The trouble begins when Elvis-ized Memphis (Hugh Jackman) is incubating the egg that will become Mumble. Instead of contemplating The Great Guin while waiting out the long winter as the elders command, he’s dreaming of Norma Jean (silvery voiced Nicole Kidman) and the heart-song they shared that led to the egg. She’s off fishing during the coldest darkest part of egg time, leaving Memphis to balance said egg on his feet, the way a good penguin dad should. Thus distracted, the egg slips into the snow and when it hatches, later than all the others in the colony, the little guy pops out feet-first and dancing, much to the consternation of dad, who tells him it’s just not penguin, and everyone else. Worse, when the time comes for Mumble to find his heartsong, the one that will find him his true love, what comes out is a squawk that drives his teacher to conniptions, and the rest of the colony to laughter and worse. Kept on the fringes of emperor penguin society, never quite getting over his molting phase, the final blow comes when just as he’s starting to win the colony over to his dancing form of wooing courtesy of Gloria (Brittany Murphy) who joins in the boogie, the chief elder (Hugo Weaving), brands him a heretic and blames him for the decline in the local fish population. Mumble (earnestly voiced as an adolescent by Elijah Wood) leaves, but only to prove to the elders and everyone else that the mysterious aliens he’s been hearing about from hungry skuas and the rockhopper guru, Lovelace (Robin Williams as Barry White), are to blame. His time is short. The colony’s position is precarious, and the plastic six-pack rings around Lovelace’s neck, which he tells everyone is a mark of favor from the aliens, is turning into a noose. He’s joined by a gaggle of deliciously salsa-fied Adelies, led by Ramon (Robin Williams in a manic Latin mood), who give a running commentary on the action while providing some comic relief.

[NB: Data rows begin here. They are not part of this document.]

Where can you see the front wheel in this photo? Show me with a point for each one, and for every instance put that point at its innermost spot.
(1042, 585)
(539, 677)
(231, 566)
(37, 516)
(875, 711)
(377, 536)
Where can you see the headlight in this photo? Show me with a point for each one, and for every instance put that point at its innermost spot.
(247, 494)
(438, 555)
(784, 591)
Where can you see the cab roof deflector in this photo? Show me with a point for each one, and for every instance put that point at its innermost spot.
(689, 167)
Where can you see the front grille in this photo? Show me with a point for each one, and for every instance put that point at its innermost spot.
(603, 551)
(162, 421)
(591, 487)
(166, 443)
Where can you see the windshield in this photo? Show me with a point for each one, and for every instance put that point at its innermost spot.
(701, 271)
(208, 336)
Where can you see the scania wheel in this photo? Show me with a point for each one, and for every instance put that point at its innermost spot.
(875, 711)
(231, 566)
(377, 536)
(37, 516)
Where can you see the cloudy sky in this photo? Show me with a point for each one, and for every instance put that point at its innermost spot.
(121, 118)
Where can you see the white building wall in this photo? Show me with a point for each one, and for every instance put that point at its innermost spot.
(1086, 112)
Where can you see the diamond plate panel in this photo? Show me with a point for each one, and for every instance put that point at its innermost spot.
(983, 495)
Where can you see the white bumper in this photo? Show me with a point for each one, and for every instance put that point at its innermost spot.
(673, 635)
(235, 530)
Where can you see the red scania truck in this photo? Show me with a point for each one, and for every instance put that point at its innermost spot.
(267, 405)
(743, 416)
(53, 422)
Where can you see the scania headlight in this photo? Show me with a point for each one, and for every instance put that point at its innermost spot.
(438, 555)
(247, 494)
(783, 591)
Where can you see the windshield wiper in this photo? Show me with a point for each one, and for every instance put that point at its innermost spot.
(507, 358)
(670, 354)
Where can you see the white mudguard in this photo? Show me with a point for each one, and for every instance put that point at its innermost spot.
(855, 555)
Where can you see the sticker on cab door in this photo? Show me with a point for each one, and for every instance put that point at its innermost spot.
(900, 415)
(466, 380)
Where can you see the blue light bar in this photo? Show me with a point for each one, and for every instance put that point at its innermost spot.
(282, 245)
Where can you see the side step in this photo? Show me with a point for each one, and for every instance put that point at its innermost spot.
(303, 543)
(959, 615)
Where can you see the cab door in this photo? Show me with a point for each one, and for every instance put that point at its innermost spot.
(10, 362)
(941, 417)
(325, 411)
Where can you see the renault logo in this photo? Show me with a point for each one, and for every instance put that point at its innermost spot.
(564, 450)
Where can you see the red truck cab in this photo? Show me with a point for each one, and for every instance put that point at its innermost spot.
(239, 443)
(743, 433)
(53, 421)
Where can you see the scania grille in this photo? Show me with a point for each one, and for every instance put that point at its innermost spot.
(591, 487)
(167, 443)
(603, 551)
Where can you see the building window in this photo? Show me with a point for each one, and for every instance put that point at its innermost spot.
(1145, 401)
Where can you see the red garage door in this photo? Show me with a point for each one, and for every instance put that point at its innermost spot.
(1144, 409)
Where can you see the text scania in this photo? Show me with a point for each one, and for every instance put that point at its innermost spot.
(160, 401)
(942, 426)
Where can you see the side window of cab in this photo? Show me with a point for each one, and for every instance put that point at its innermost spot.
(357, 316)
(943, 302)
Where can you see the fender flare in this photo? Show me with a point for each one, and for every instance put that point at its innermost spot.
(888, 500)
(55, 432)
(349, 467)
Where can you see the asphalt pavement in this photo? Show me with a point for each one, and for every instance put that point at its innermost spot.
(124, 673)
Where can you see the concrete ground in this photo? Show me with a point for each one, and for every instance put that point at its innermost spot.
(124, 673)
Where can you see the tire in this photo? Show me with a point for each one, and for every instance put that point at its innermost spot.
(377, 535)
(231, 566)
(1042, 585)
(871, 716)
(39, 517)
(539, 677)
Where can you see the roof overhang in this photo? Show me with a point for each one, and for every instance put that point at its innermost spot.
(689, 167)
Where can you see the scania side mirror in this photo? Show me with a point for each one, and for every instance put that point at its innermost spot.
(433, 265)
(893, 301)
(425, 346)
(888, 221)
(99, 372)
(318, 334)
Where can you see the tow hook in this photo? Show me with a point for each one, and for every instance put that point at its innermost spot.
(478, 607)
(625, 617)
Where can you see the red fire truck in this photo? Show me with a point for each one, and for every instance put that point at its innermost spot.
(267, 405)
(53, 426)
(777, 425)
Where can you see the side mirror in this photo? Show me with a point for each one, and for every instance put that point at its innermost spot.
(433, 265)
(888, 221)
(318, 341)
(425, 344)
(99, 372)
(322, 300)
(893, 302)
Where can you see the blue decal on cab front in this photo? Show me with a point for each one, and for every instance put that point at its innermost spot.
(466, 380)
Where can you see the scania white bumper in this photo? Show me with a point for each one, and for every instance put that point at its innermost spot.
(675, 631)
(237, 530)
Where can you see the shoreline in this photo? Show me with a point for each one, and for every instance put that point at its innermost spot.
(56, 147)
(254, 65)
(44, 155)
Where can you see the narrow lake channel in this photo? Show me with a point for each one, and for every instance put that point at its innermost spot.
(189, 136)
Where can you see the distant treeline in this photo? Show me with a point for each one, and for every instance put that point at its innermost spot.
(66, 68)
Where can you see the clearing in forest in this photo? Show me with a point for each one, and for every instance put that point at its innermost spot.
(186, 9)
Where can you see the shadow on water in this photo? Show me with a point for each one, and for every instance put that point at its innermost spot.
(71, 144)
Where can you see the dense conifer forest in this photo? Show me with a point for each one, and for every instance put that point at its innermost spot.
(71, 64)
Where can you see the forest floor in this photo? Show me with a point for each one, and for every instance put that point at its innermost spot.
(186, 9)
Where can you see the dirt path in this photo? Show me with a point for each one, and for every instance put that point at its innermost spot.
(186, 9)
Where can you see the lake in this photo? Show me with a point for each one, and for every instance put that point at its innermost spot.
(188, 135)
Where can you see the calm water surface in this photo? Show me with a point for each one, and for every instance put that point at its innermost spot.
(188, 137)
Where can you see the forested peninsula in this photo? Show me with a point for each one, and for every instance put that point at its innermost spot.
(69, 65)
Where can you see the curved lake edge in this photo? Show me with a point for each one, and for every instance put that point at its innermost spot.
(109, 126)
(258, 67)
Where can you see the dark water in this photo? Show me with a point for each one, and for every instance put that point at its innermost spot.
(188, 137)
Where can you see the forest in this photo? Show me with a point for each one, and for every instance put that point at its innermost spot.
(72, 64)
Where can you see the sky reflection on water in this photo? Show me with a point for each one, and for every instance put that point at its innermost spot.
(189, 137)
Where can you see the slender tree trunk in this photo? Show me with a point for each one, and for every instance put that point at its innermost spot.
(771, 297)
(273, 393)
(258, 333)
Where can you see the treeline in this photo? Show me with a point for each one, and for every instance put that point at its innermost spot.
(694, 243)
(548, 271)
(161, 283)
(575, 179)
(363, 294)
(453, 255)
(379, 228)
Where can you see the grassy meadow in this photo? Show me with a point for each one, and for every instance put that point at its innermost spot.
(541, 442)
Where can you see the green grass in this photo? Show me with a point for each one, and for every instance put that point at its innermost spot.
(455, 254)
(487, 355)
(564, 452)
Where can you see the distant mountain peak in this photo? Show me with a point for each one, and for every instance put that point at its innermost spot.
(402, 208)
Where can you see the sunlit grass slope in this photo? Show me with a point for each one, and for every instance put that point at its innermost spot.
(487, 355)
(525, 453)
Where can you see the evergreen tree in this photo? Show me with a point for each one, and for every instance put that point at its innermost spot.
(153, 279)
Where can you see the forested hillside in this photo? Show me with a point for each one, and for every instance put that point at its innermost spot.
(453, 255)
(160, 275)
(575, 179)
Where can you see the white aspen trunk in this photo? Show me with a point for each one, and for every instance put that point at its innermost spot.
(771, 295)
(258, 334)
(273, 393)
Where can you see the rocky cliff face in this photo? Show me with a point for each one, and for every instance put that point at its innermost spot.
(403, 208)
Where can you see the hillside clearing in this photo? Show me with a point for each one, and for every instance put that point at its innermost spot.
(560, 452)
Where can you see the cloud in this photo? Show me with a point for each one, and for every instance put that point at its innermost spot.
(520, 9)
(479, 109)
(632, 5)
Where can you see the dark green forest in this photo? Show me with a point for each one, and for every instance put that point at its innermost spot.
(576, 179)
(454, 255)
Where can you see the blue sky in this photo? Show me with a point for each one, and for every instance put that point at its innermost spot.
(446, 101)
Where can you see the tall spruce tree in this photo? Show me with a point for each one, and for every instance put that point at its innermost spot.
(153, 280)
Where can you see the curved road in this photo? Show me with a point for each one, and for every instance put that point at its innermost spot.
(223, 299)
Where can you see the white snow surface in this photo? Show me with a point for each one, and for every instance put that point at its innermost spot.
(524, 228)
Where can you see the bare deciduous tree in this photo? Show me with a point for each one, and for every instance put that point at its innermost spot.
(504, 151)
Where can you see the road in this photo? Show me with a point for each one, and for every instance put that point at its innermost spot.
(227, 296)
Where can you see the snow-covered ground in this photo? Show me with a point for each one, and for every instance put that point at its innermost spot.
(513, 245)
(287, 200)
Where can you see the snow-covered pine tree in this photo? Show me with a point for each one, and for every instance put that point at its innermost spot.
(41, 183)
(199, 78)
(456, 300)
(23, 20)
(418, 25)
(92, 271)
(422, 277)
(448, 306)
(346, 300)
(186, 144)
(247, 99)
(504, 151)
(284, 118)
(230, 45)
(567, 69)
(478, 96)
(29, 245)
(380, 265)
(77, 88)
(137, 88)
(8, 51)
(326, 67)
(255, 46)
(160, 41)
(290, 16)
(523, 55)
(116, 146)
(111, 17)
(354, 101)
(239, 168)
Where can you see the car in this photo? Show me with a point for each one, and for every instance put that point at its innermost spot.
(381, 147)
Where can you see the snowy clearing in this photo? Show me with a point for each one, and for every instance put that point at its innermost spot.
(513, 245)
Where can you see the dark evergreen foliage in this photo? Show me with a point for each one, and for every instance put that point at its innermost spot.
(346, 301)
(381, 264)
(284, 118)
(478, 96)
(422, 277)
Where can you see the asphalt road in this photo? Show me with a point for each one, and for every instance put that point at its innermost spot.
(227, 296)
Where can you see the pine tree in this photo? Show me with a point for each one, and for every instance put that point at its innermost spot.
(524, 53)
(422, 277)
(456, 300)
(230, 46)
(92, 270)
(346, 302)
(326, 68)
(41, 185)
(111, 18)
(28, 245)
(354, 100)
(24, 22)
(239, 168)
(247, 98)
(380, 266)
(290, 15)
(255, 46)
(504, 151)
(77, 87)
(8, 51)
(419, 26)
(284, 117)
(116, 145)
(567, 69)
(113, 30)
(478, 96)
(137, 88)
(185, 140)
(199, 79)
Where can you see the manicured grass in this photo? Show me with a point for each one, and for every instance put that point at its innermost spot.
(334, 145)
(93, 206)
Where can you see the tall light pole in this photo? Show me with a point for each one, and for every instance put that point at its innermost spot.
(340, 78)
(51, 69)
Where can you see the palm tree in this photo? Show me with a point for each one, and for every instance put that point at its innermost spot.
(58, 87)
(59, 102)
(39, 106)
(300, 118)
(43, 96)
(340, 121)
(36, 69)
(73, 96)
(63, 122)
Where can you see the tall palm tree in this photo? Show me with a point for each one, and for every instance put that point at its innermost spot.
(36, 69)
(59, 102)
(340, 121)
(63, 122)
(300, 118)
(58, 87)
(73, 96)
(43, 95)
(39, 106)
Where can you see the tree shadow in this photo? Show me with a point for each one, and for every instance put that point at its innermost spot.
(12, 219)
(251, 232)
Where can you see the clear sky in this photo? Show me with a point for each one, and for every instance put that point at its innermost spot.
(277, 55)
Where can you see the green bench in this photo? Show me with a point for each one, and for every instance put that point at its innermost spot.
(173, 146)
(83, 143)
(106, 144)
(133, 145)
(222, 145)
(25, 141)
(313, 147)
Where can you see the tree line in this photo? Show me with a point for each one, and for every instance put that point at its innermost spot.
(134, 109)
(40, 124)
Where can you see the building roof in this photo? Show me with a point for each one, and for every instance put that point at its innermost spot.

The animation here is dazzling, there is just no other word for it. Top of the list is the motion-capture that lets Mumble dance like Savion Glover, whose motion was the one captured. From the translucence of blue ice, to the six million feathers on each penguin, to the penguins flying underwater in fanciful formations leaving streams of bubbles in their wakes, to the unbelievably expressive eyes each of the animated characters has. That last is so good that it’s not a leap to imagine actors and directors pondering the same CGI applications on live-action performers. There is the same depth and complexity as the story itself, which owes much to the Brothers Grimm school of fairy tales, as in good and evil served up without a sugar coating and with no guarantee of a happy ending. The evil in this case manifests as eco-exploitation rather than traditional magic. There is magic in HAPPY FEET and it comes from that animation, as well as the deft blending of fun and looming, constant danger. The leopard seal, driven like all the other animals by a dearth of food, that attacks Mumble has a mouthful of teeth to rival that if any great white shark. It all works, though, because the characters are as fully realized as their feathers, and on both scores, given distinct personalities. Norma Jean has an almost heart-shaped spot over her real heart. Mumble has the shadow of a bow tie. The voice work is superb in even the smallest of roles, including the late Steve Irwin as a dubious elephant seal. They are performances in every sense of the word.
Aside from eco-messages and the strictures of orthodoxy of all kinds, there is a subtle comment on the way class structures tend to work, the first world and the way it does, and sometimes doesn’t, think of those on the bottom, literally and figuratively. In keeping with that, HAPPY FEET begins and ends with a shot of the galaxy. It’s a tidy way of bookending a tale that has at its core a message that we are all in this together.